Slow down! Rushing through workouts and ignoring our form could cause injury—especially for those of us with existing back or knee problems—or make our workouts less effective, setting back progress.

Let's find out how we can maintain proper form and avoid injuries when exercising!

Why Care About Form During Workouts?

Form is how we position and move our bodies during exercise. Why is maintaining proper form important?

Prevent Injury

Exercising is, basically, putting our bodies under physical stress. Improper form means the body isn't correctly aligned. This places unnecessary stress on our joints and tendons, which could lead to injury and pain, affecting our quality of life.

You may have heard of people complain about knee injuries or pain in their knee joints after a workout. Proper form helps prevent this.

Strength Training? Target the Right Muscles

Working out with proper form helps us hit our fitness goals by making sure that we're targeting the correct muscles and training them effectively.

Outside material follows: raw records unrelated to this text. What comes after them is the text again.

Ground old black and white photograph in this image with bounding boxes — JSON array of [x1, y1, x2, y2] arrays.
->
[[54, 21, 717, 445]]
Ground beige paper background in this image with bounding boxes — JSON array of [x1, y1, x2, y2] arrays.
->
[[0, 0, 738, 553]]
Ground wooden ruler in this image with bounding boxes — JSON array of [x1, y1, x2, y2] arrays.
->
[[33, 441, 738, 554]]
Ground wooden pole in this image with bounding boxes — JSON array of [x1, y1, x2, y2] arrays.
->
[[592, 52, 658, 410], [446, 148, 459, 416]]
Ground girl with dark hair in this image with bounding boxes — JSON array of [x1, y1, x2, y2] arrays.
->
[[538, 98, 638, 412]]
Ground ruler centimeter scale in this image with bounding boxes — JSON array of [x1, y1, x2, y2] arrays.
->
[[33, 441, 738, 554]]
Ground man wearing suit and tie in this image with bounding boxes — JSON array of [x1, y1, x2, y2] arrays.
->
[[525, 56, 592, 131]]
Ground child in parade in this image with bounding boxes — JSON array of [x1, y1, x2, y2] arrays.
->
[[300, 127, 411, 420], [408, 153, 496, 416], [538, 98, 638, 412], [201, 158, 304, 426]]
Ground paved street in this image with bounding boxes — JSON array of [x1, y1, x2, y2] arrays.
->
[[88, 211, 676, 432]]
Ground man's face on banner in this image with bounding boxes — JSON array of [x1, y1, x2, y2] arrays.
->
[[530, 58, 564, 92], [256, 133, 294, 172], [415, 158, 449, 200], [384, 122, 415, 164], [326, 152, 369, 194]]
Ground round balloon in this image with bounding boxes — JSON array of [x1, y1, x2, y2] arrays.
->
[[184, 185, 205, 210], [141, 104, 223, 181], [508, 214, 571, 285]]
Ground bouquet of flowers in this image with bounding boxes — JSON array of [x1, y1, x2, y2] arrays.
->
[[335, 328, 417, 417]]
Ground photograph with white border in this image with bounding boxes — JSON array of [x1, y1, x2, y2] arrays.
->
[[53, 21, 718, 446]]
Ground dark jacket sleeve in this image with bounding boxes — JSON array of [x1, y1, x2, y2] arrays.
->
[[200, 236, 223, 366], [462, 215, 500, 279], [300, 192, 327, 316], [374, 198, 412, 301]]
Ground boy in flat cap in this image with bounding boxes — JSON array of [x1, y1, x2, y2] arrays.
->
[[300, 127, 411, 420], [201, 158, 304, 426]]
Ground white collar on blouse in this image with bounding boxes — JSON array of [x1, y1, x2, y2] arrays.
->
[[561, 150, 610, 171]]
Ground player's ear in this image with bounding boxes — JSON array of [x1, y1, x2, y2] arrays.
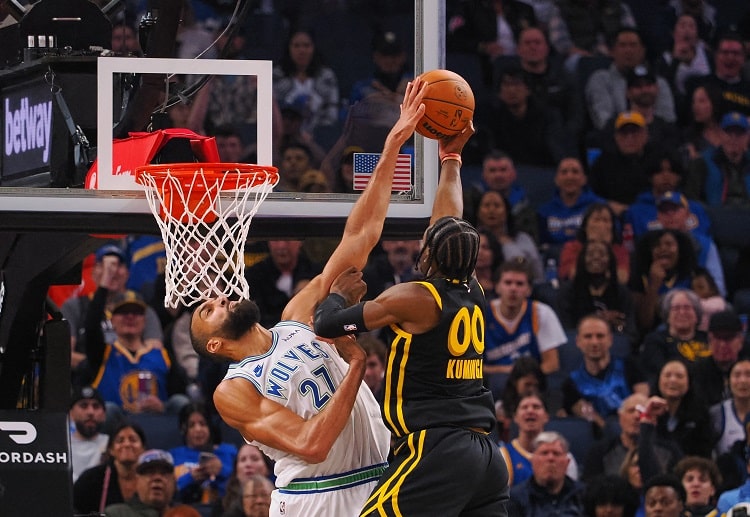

If you don't see expected results from your workouts, check your form!

For instance, you've been doing wall push-ups daily to build muscle in your upper body for the past few weeks, but your arms don't feel any stronger. They still feel nua (weak) after you carry anything heavy.

After checking your form, you realise you'd been standing too close to the wall and resting most of your weight on your legs; you haven't actually worked your arms.

Tips to Maintain Form

So, how do we exercise with proper form? Here are some tips!

Consult Professionals

Whether it's free weights, resistance training, or weight machines that you plan on using for a full-body workout, consult a certified personal trainer. He or she can help you check your technique and correct your form. Avoid observing and copying your friends, they might not be doing it right either!

Record Yourself

Check your form by recording yourself working out and comparing your clips with online exercise videos by experienced professionals and reputable sources. You might spot where you're doing certain movements incorrectly.

Be in Control

Whether you're lifting weights, doing squats, or stretching, keep your movements slow and controlled, instead of jerking or bouncing.

When standing, make sure your weight is evenly distributed on both feet, and bend the knees slightly (i.e. don't lock your knees).

For exercises like jogging or jumping jacks, remember to land properly. Wear shoes with shock absorption, and land lightly on your feet.

Remember to Breathe

It's a common rookie mistake to forget to breathe or unknowingly hold our breaths when we're concentrating on an exercise. Remember to breathe!

In general, take deep breaths from your belly, instead of breathing from your upper chest. Your belly should expand with as you breathe in and contract as you breathe out, and your upper chest should remain still. Don't worry, this gets easier with practice.

Choose the Right Level of Difficulty

If you're just starting to exercise after a long period of inactivity, make sure you don't bite off more than you can chew (as your Ma might say, “don't keh kiang”).

Master basic techniques before progressing to more advanced workouts!

And, as always, warm up before exercising, and stretch to cool down after. Stop if you feel any pain!

Do consult your doctor before starting any exercise regime, and practise caution when exercising. Remember, safety first!